Acontece o vulgar adultério – o assim chamado -, que é quase sempre
decepcionante, condenado, amargo e que se transforma numa espécie de vingança
contra a mediocridade da vida. É como uma droga que se toma para curar a
ansiedade e reajustar-se ao status quo. Estou curada, ela então se diz — e
volta ao bife com fritas.
Mas às vezes não é assim. Às vezes o sonho vem, baixa das
nuvens em fogo e pousa aos teus pés um candelabro cintilante. Dura uma tarde?
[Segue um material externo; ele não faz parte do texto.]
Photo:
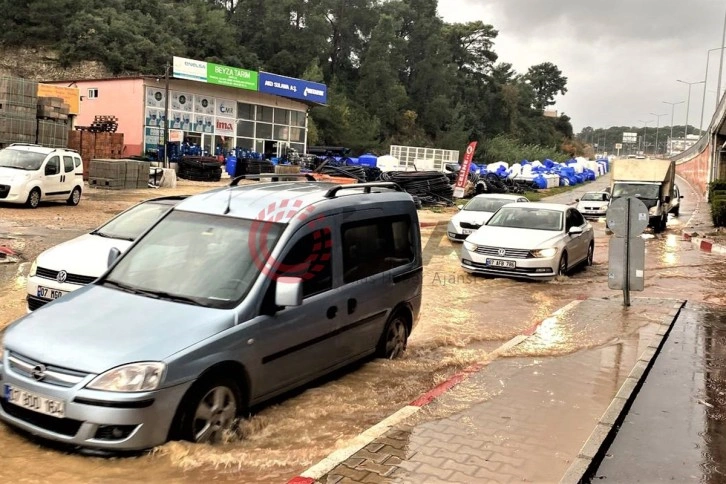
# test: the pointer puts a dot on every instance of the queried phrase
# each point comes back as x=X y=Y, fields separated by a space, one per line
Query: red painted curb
x=445 y=386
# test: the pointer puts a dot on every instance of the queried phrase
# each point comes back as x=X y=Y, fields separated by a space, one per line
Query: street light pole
x=657 y=128
x=673 y=108
x=688 y=104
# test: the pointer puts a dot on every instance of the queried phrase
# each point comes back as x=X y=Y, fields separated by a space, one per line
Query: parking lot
x=463 y=318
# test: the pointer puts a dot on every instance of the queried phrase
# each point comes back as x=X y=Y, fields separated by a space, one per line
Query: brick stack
x=114 y=174
x=18 y=110
x=92 y=145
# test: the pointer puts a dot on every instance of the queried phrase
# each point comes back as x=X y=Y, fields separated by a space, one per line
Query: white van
x=31 y=173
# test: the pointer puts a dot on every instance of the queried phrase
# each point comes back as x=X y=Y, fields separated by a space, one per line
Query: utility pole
x=657 y=128
x=166 y=116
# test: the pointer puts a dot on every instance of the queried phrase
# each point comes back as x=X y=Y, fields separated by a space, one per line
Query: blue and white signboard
x=293 y=88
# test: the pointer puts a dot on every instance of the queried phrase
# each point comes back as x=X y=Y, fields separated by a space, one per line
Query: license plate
x=501 y=263
x=33 y=401
x=48 y=293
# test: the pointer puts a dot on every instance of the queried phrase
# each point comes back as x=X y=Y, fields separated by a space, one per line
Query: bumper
x=37 y=299
x=535 y=268
x=104 y=420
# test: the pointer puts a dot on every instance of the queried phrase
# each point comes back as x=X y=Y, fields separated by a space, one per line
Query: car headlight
x=469 y=246
x=544 y=252
x=135 y=377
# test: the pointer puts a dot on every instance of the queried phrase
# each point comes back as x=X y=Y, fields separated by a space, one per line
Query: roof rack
x=273 y=176
x=366 y=187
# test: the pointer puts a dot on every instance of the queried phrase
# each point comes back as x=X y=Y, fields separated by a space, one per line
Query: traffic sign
x=617 y=216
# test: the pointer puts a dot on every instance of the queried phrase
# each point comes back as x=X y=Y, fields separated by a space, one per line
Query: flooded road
x=463 y=319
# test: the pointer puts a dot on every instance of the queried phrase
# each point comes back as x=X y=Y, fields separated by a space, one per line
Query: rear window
x=374 y=246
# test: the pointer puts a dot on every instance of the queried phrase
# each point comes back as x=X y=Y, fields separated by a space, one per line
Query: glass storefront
x=223 y=124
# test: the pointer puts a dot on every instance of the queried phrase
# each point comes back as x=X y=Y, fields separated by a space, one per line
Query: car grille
x=510 y=253
x=54 y=375
x=467 y=225
x=62 y=426
x=70 y=278
x=35 y=302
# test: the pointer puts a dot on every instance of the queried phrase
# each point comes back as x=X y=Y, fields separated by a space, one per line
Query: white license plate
x=48 y=293
x=34 y=402
x=509 y=264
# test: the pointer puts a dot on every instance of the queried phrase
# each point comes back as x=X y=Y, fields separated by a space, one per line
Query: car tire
x=562 y=265
x=394 y=339
x=75 y=197
x=590 y=254
x=33 y=198
x=209 y=412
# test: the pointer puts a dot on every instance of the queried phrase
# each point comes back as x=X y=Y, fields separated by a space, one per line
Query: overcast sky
x=621 y=57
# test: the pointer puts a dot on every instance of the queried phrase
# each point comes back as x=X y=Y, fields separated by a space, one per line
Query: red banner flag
x=464 y=171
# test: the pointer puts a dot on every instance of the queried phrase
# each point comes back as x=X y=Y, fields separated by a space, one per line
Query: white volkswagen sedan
x=594 y=204
x=476 y=213
x=80 y=261
x=530 y=240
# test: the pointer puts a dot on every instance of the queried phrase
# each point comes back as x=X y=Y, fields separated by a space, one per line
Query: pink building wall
x=123 y=98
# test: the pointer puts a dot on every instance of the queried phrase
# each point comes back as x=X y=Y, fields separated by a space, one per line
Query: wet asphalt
x=675 y=430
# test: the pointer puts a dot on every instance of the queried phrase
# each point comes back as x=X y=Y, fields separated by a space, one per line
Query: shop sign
x=203 y=123
x=293 y=88
x=181 y=101
x=154 y=117
x=154 y=97
x=224 y=126
x=180 y=120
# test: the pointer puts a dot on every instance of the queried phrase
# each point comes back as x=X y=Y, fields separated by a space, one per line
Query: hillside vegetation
x=397 y=73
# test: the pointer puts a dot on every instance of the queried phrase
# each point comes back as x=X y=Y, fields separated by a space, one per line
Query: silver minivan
x=235 y=296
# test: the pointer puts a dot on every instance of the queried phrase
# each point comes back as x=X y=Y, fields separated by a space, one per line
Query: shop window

Uma semana? Um mês? Pode durar um ano, dois até, desde que as dificuldades
sejam de proporção suficiente para manter vivo o desafio e não tão duras que
acovardem os amantes. Para isso, o fundamental é saber que tudo vai acabar. O
verdadeiro amor é suicida. O amor, para atingir a ignição máxima, a entrega
total, deve estar condenado: a consciência da precariedade da relação
possibilita mergulhar nela de corpo e alma, vivê-la enquanto morre e morrê-la
enquanto vive, como numa desvairada montanha-russa, até que, de repente, acaba.
E é necessário que acabe como começou, de golpe, cortado rente na carne, entre
soluços, querendo e não querendo que acabe, pois o espírito humano não comporta
tanta realidade, como falou um poeta maior. E enxugados os olhos, aberta a
janela, lá estão as mesmas nuvens rolando lentas e sem barulho pelo céu deserto
de anjos. O alívio se confunde com o vazio, e você agora prefere morrer.
A barra é pesada. Quem conheceu o delírio dificilmente se
habitua à antiga banalidade. Foi Gogol, no Inspector Geral quem captou a
decepção desse despertar. O falso inspector mergulhara na fascinante impostura
que lhe possibilitou uma vida de sonho: homenagens, bajulações, dinheiro e até
o amor da mulher e da filha do prefeito. Eis senão quando chega o criado,
trazendo-lhe o chapéu e o capote ordinário, signos da sua vida real, e lhe diz
que está na hora de ir-se pois o verdadeiro inspector está para chegar. Ele se
assusta: mas então está tudo acabado? Não era verdade o sonho? E assim é: a
mais delirante paixão, terminada, deixa esse sabor de impostura na boca, como
se a felicidade não pudesse ser verdade. E no entanto o foi, e tanto que é
impossível continuar vivendo agora, sem ela, normalmente. Ou, como diz Chico
Buarque: sofrendo normalmente.
Evaporado o fantasma, reaparece em sua banal realidade o guarda-roupa,
a cómoda, a camisa usada na cadeira, os chinelos. E tudo impregnado da ausência
do sonho, que é agora uma agulha escondida em cada objecto, e te fere,
inesperadamente, quando abres a gaveta, o livro. E te fere não porque ali
esteja o sonho ainda, mas exactamente porque já não está: esteve. Sais para o
trabalho, que é preciso esquecer, afundar no dia-a-dia, na rotina do dia,
tolerar o passar das horas, a conversa burra, o cafézinho, as notícias do
jornal. Edifícios, ruas, avenidas, lojas, cinema, aeroportos, ónibus,
carrocinhas de sorvete: o mundo é um incomensurável amontoado de inutilidades.
E de repente o táxi que te leva por uma rua onde a memória do sonho paira como
um perfume. Que fazer? Desviar-se dessas ruas, ocultar os objectos ou, pelo
contrário, expor-se a tudo, sofrer tudo de uma vez e habituar-se? Mais dia
menos dia toda a lembrança se apaga e te surpreendes gargalhando, a vida vibrando
outra vez, nova, na garganta, sem culpa nem desculpa. E chegas a pensar:
quantas manhãs como esta perdi burramente! O amor é uma doença como outra
qualquer.
E é verdade. Uma doença ou pelo menos uma anormalidade. Como
pode acontecer que, subitamente, num mundo cheio de pessoas, alguém meta na
cabeça que só existe fulano ou fulana, que é impossível viver sem essa pessoa?
E reparando bem, tirando o rosto que era lindo, o corpo não era lá essas
coisas… Na cama era regular, mas no papo um saco, e mentia, dizia tolices, e
pensar que quase morro!…
Isso dizes agora, comendo um bife com fritas diante do
espectáculo vesperal dos cúmulos e nimbos. Em paz com a vida. Ou não.